Abstract

Nephrectomies are currently performed via the transperitoneal or retroperitoneal laparoscopic approach. We compared the ventilatory and hemodynamic effects of these approaches. After institutional ethics committee approval was obtained patients requiring nephrectomy in a 9-month period were prospectively allocated to the retroperitoneal (24) or transperitoneal (15) approach. All were initially ventilated in the volume controlled mode (10 ml kg tidal volume). Intraoperative fingertip, pulse derived arterial oxygen saturation less than 97%, end tidal CO2 partial pressure greater than 40 mm Hg and peak inspiratory pressure greater than 36 cm H2O necessitated changes in ventilatory parameters, as deemed necessary by the anesthetist. If tidal volume decreased greater than 25% of baseline, pressure controlled ventilation was begun instead.

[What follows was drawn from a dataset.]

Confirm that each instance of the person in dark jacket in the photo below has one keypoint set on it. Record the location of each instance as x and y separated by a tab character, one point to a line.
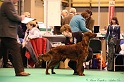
9	20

Peak inspiratory and plateau pressures increased for the transperitoneal approach by approximately 30% more than in the retroperitoneal group (p <0.05). Volume controlled ventilation was changed to pressure controlled ventilation in 8 transperitoneal vs zero retroperitoneal cases (p <0.05). Heart rate, and systolic and diastolic blood pressure increased by approximately 13% more in the transperitoneal than in the retroperitoneal group (p <0.05). Nephrectomy via the retroperitoneal laparoscopic approach interferes with ventilatory and hemodynamic functions less than nephrectomy via the transperitoneal approach.